When visitors walk into the exhibit entrance, they are greeted by a floor-to-ceiling explosion of art, hung in Rene’s personal style with little to no regard for labels.
“You’re sort of bombarded with all this great art,” Eilertsen says.
Once inside the massive exhibit, visitors have six different glimpses—through Eilertsen’s vignette displays—into the notable moments that shaped 20th century Northern California art.
For those unable to visit in person, “The Incorrect Museum” will be available to view on di Rosa’s website, including artwork images, curatorial texts and historical resources.

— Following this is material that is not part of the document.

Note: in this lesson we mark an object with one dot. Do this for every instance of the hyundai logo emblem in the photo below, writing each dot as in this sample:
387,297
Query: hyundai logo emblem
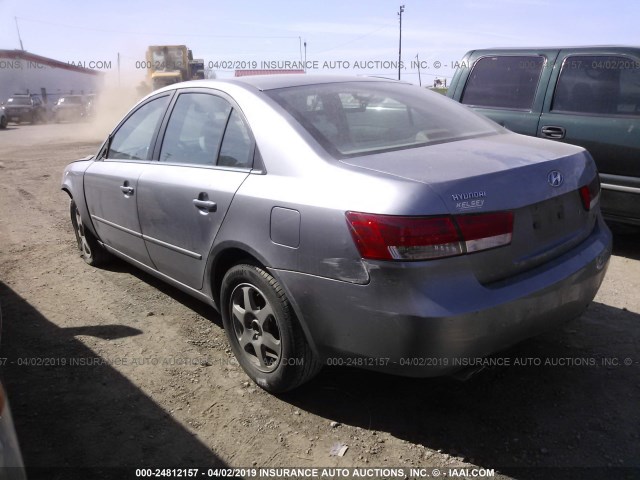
555,178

“We’re trying to re-write H.W. Janson’s ‘History of Art’ book, and teach people about art from Northern California,” Eilertsen says.
Also opening April 17 is “Ceramic Interventions.” The group exhibition boasts art by Nicki Green, Sahar Khoury and Maria Paz; all of whom exemplify the Bay Area’s long tradition of radical experimentation in ceramic arts with their thought-provoking works.
The di Rosa Center for Contemporary Arts’ campus is currently open to the public Saturday to Sunday, 11am to 3pm. When the exhibits open on April 17, di Rosa will extend its hours and offer an enhanced visitor experience featuring docents on hand to guide art enthusiasts across its outdoor sculpture gardens.
“The property looks just beautiful,” Eilertsen says.
One major sculpture will be impossible to miss. Mark di Suvero’s “For Veronica” (pictured) was recently relocated from the sculpture garden to a prominent position on the hillside in front of Winery Lake, where di Rosa and di Suvero originally intended to place the piece 25 years ago.
“We moved it from the back to the front of the property, so that when people drive by they don’t think it’s another winery,” Eilertsen says. “They will think it’s an arts center.”